Donnerstag, 21. April 2011

15.04.2011 In Portugal

Mit inzwischen 50 Jahren geht eben einiges nicht mehr ganz so schnell. Für diesen ersten Tag meines neuen, recht biblisch anmutenden Alters möchte ich diese Ausrede mal einfach so gelten lassen. Letztendlich ist dieser Vormittag etwas hektischer, als ursprünglich geplant. Ich habe nach einem sehr späten Feierabend am Vortag einfach zu viel in diesen Freitag geschoben. Gegen kurz vor dreizehn Uhr lassen P. und ich uns von P.s Mutter zum Flughafen fahren. Zehn Minuten nach der dortigen Ankunft sind wir bereits durch das Check-In und die Sicherheitskontrolle, haben sogar schon den weiten Weg zum Gate 36 hinter uns. Gefühlt ist danach die erste Hälfte des Jakobsweges abgelaufen. Flughafen-Insider werden mich an dieser Stelle verstehen, den anderen wünsche ich diese Erfahrung nicht...
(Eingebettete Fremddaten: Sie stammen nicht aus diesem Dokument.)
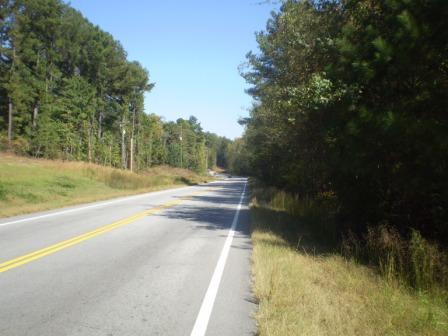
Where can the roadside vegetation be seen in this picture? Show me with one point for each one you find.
(28, 185)
(348, 140)
(307, 285)
(69, 92)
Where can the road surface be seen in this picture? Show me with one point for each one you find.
(174, 262)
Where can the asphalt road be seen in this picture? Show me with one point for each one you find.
(168, 263)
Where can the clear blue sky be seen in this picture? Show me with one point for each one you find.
(192, 50)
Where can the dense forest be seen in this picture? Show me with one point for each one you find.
(68, 91)
(350, 107)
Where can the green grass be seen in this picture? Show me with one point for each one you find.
(28, 185)
(306, 287)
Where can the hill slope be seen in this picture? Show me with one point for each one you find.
(28, 185)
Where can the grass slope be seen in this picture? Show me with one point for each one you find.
(304, 289)
(28, 185)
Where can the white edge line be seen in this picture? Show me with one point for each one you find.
(200, 326)
(94, 205)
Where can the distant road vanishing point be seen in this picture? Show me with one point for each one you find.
(174, 262)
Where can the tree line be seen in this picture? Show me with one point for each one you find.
(68, 91)
(350, 104)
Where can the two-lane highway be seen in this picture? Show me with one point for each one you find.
(174, 262)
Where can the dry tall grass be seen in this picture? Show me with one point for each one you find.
(28, 185)
(306, 287)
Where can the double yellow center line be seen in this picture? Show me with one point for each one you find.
(22, 260)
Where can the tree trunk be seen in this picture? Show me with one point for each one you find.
(9, 122)
(131, 159)
(149, 162)
(90, 143)
(100, 122)
(123, 148)
(35, 113)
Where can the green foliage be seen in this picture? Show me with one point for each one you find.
(74, 95)
(350, 99)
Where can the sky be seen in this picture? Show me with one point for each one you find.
(192, 50)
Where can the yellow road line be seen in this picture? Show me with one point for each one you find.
(19, 261)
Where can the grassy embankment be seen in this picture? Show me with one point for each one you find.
(28, 185)
(306, 287)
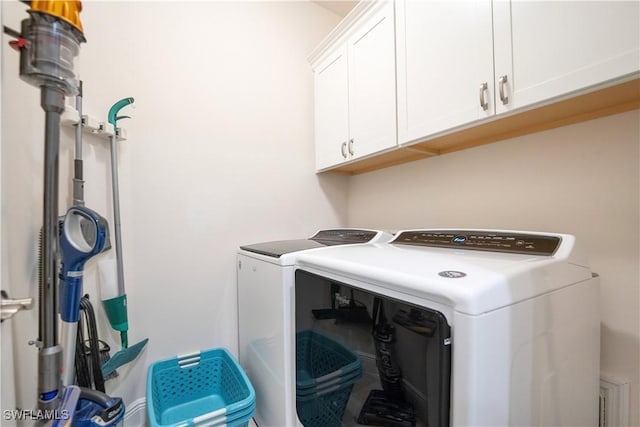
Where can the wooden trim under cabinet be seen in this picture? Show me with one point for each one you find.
(599, 103)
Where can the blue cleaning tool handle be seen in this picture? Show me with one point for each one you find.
(115, 108)
(83, 236)
(70, 294)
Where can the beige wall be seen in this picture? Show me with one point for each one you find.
(581, 179)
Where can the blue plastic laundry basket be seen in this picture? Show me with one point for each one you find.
(207, 387)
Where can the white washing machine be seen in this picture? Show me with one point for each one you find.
(265, 316)
(489, 328)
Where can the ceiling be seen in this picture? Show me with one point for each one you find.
(340, 7)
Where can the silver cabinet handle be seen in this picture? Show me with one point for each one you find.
(502, 81)
(483, 101)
Auf dem Flug passieren wir Paris, lassen die Französische Atlantikküste links liegen und erreichen das Spanische Festland erst wieder kurz vor Santiago de Compostela. Nach noch nicht einmal zweieinhalb Stunden haben wir Porto erreicht.
Mit der freundlichen Hilfe der Dame von der Touristeninformation lassen wir uns eine Bahnverbindung nach Barcelos heraussuchen, hetzen zu der hochmodernen Metro von Porto und lassen uns von dieser gute 35 Minuten durch die verfallenden Vororte Portos kutschieren. Am Hauptbahnhof verbleiben uns noch gute sieben Minuten für das Umsteigen in den Zug nach Barcelos, ein Vorhaben, das Kennern des Hauptbahnhofs von Frankfurt eventuell den Angstschweiss auf die Stirn treibt, in Porto aber ähnlich zügig abläuft, wie am Mainzer Hauptbahnhof...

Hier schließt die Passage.